Lead buyers are warned that “companies who choose to ignore warning signs [of the above misconduct] and look the other way may be at risk of violating the law themselves.”  The staff acknowledged that many lead buyers are taking increasingly sophisticated steps to identify and reject leads potentially obtained through misleading advertising. For example, at least one company has developed an online tool that assigns unique identifiers to leads allowing them to be tracked throughout the lead generation ecosystem. Lead buyers can also carefully monitor and audit the sites of companies that they buy leads from. The staff’s warning makes clear that these and other steps are not options for lead buyers who wish to avoid violating the law.

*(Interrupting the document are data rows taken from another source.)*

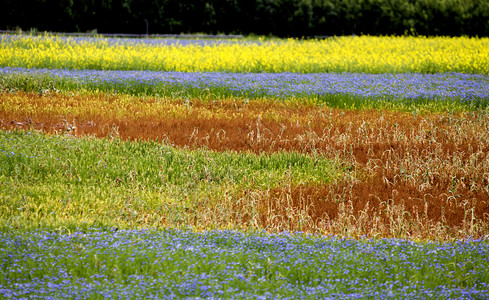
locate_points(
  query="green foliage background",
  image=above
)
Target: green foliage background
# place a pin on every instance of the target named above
(264, 17)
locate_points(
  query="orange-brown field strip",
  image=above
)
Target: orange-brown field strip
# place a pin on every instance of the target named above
(416, 173)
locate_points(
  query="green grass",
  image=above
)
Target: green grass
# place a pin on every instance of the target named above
(57, 180)
(131, 264)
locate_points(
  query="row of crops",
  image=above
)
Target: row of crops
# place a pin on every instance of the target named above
(353, 167)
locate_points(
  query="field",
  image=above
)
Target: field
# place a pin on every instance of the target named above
(351, 167)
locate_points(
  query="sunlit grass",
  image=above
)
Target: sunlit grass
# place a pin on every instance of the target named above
(364, 54)
(49, 181)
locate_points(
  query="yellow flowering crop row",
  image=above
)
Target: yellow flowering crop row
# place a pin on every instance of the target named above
(339, 54)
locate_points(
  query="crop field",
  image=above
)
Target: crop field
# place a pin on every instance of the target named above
(350, 167)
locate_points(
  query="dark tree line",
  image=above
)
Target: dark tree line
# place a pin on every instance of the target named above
(293, 18)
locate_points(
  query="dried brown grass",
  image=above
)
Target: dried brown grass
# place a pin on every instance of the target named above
(421, 175)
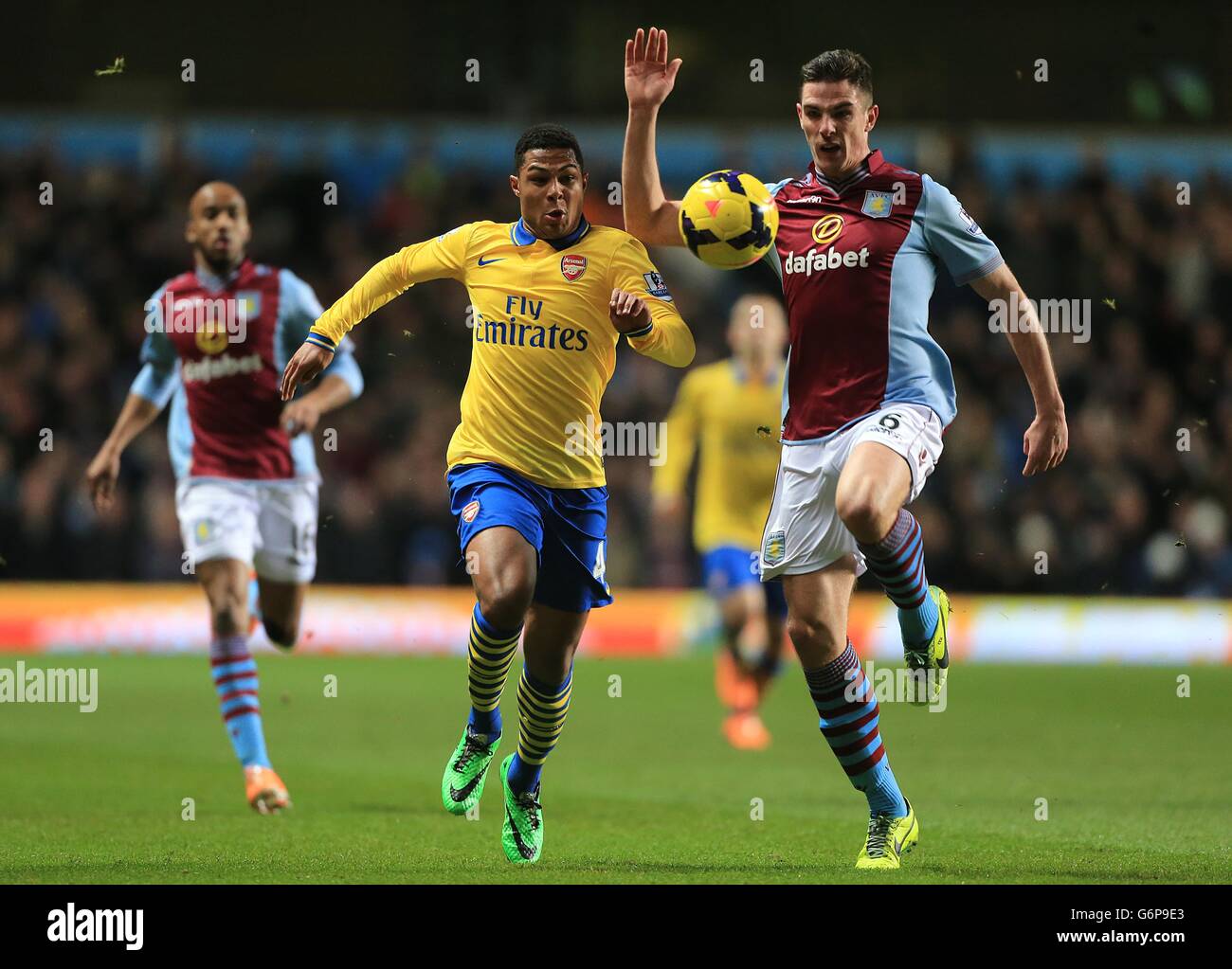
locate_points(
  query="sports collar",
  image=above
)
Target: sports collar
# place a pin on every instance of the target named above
(871, 163)
(521, 235)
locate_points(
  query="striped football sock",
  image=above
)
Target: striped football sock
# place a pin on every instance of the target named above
(850, 727)
(487, 668)
(897, 561)
(234, 672)
(541, 710)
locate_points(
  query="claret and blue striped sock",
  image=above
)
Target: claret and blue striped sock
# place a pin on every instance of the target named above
(897, 562)
(234, 673)
(849, 714)
(489, 654)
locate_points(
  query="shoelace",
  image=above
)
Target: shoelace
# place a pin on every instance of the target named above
(530, 804)
(879, 834)
(471, 748)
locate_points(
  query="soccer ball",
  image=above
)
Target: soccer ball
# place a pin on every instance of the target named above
(728, 220)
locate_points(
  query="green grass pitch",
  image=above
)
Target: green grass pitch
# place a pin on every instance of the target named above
(641, 788)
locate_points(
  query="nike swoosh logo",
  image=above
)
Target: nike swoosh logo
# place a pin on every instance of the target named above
(464, 792)
(898, 845)
(525, 850)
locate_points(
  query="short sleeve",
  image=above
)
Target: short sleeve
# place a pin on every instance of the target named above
(953, 237)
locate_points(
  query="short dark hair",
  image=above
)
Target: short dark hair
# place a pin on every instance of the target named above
(546, 135)
(839, 65)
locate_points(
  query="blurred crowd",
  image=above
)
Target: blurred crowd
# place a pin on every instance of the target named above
(1138, 508)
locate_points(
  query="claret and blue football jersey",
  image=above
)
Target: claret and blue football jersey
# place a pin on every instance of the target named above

To lead sellers, the staff warns that “ignoring warning signs that third parties are violating the law and pleading ignorance will not shield companies from FTC liability.” The staff explained that self-regulatory bodies such as the Better Business Bureau and the Online Lenders Alliance can help sellers in preventing fraud, if the bodies publish clear guidance and follow-it up with robust monitoring and enforcement. The staff also stated that lead sellers have an obligation to vet and monitor the companies they sell leads to. The staff paper indicates that FTC enforcement in this area will not let up. Thus, following industry best practices and the careful vetting and monitoring of lead buyers are essential for lead sellers to avoid liability.

As we’ve noted previously, we’re seeing an uptick in CFPB enforcement in this area even though the FTC seems to have taken primary responsibility for enforcement actions against lead generators. The FTC staff paper will likely inform the CFPB’s own expectations in its increasingly common enforcement activity in the lead generation ecosystem.